In this post, we’ll implement a method to fit a sum of exponential decay functions in Python. The code is at the end of the post. Physical scientists encounter the following problem all of the time. We observe a set of values \(y[n]\) that are generated by multiple exponential decay functions added together and we want to find the individual components of the sum. A climate scientist may do this analyze how different clouds and gasses absorb energy. A chemist may want to identify isotopes in a radioactive sample.
\[y[n] = \sum_{i = 1}^{M} a_i e^{b_i n}\]Unfortunately, fitting exponential sums is hard. It’s so hard that Acton, Princeton computer scientist, gives it an entire section of his well-known essay, “What Not to Compute.” It is best to avoid this problem if possible. For instance, if we know the rates \(b_i\) we can use linear regression instead. If all the \(a_i\) coefficients are the same, we can take the log to get a softmax and use convex optimization. Even if we don’t know \(a_i\) or \(b_i\), it’s a good idea to have as many restrictions as possible to improve our chance of finding a good model. In this post, we’ll deal with the case where \(b_i \leq 0\) (exponential decay) and \(a_i \geq 0\) (positive coefficients).
The Prony method, originally developed in 1795, solves this problem by finding the rates as the roots of a polynomial. Once we have those, we can simply solve for the coefficients via linear regression.

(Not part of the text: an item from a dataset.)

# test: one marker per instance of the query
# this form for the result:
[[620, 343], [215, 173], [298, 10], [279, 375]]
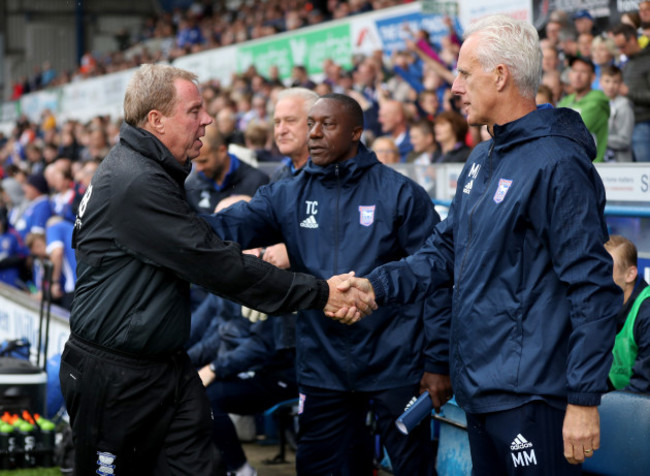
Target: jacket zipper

Prony’s method is fast and easy to implement but can misbehave in practice. If we have a sum of decaying exponentials, we do not expect the fitting method to find exponential growth functions or functions that oscillate. Since the rates are found using the roots of a polynomial, \(b_i\) can be positive, negative or complex-valued. Therefore, Prony’s method can produce sums of sinusoids, exponential growth functions, exponential decay functions, and even complex-valued functions! This is undesirable.
While this algorithm will usually find the right coefficients with noiseless measurements, the situation breaks down rapidly when \(y[n]\) is contaminated with noise. Noise completely changes the behavior of Prony’s method. Even a relative error of 1% in \(y[n]\) can be enough to cause serious problems.

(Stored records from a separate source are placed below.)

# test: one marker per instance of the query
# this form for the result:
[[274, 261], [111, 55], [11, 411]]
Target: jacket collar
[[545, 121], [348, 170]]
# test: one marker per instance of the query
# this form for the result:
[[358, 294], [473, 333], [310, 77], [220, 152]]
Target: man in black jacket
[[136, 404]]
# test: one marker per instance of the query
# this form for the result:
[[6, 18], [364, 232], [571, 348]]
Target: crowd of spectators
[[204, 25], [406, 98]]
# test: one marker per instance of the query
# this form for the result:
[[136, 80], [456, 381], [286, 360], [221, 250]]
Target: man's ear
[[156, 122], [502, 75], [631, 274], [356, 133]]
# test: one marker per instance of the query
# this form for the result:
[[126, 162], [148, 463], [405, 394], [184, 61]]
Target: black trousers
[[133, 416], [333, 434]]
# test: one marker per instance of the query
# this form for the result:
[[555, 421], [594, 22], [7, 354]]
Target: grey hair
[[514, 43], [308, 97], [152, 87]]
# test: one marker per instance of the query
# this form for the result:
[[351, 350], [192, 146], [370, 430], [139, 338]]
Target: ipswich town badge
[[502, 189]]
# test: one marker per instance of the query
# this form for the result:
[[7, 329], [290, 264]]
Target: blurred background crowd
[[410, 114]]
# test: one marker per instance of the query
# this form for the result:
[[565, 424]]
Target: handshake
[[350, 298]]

It turns out that it is hard to find an algorithm that only fits exponential decay functions with positive coefficients. While there is a lot of theoretical work in this area, it is hard to find a concrete algorithm that can do this. I eventually found a method from a 1977 applied physics paper [1], which is a practical appliation of the theoretical results found in [2].
The paper is from 1977, so the computational methods are a little dated. Back then, most computers had less than 16 kB of RAM! The authors put a lot of effort into small optimizations that probably made sense at the time but are unnecessarily complicated today. When I implemented the algorithm, I simplified and eliminated lots of steps.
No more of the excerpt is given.